New Delhi: Raising questions about the “workability” of Indus Waters Treaty, India has refused to take part in the Court of Arbitration established by World Bank to solve the Kishanganga dispute with Pakistan, stating that it was “legally untenable” to set up two parallel dispute mechanisms.
The Ministry of External Affairs spokesperson Vikas Swarup said on Thursday that India had asked the World Bank to appoint a Neutral Expert, while Pakistan had demanded a Court of Arbitration to resolve the dispute on Kishenganga and Ratle hydroelectric projects.
“Inexplicably, the World Bank has decided to continue to proceed with these two parallel mechanisms simultaneously. India cannot be party to actions which are not in accordance with the Indus Waters Treaty,” he said, adding, “The Government will examine further options and take steps accordingly.”
It, effectively, means that while India will cooperate with the Neutral Expert, the Court of Arbitration will get no Indian participation.
Indian officials are now raising questions on whether the IWT remains viable. “World Bank’s illegal action has brought into question workability of the Indus Waters Treaty,” sources said.
The wrinkle with the World Bank takes place just as Indian government had made significant remarks about the Indus Water Treaty following the strain in relations with Pakistan. At a high-powered meeting on September 26, Prime Minister Narendra Modi sad that “blood and water cannot flow at the same time”. The meeting had also agreed to set up an “inter-ministerial task force for expeditious implementation of rights by India pertaining to the western rivers”.
It is, however, understood that the government is not looking at unilaterally revoking the Indus Waters Treaty.
Sources pointed out that the current issue arises as World Bank had violated the hierarchy of different dispute resolution mechanisms enshrined in Article IX of the Indus Water treaty.

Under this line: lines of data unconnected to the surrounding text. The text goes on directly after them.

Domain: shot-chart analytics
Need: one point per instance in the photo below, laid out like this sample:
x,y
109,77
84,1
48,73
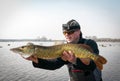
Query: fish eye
x,y
22,47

At first level is the bilateral Permanent Indus Commission (PIC), followed by the Neutral Expert (NE). The Neutral Expert is appointed on request by either country if the PIC cannot resolve an issue.
The Neutral Expert can refer differences for resolution to a seven-member Court of Arbitration, which will included arbitrators nominated by India and Pakistan.
In 2013, a Court of Arbitration had ruled against Pakistan’s plea that Kishanganga hydroelectric project cannot be built in a tributary diversion.
Despite this, Pakistan had continued to raise objections about technical design parameters like pondage.
“Pakistan first suggested Neutral Expert even in 2015, which it rescinded later. It notified its intention to India to move for COA. India didn’t agree to this because there are design matters, preferably addressed by PIC, or at the most by NE,” official sources said.
Pakistan then approached World Bank in August this year to appoint a Court of Arbitration. India said that Pakistan’s demand was in “violation of treaty provision and procedure” as disputes related to design matters were preferably addressed by Permanent Indus Commission, or at most by the Neutral Expert.
In the same month, India also informed at the level of Permanent Indus Commission that the dispute should be addressed by a Neutral Expert.
“This was after a meeting of water secretaries of the two countries, which India offered out of good will, in July did not address the matter due to Pakistan’s intransigence as it had already decided to go for Court of Arbitration,” sources said.
The World Bank, faced with two requests from India and Pakistan, decided to agree to both – appointing a Neutral Expert and setting up a Court of Arbitration.
Indian sources said that World Bank was clearly advised that this would be illegal. As per the Treaty’s Article IX (6), while the Neutral Expert is dealing with a dispute, other mechanisms for settlement of differences and disputes will not address the same matter.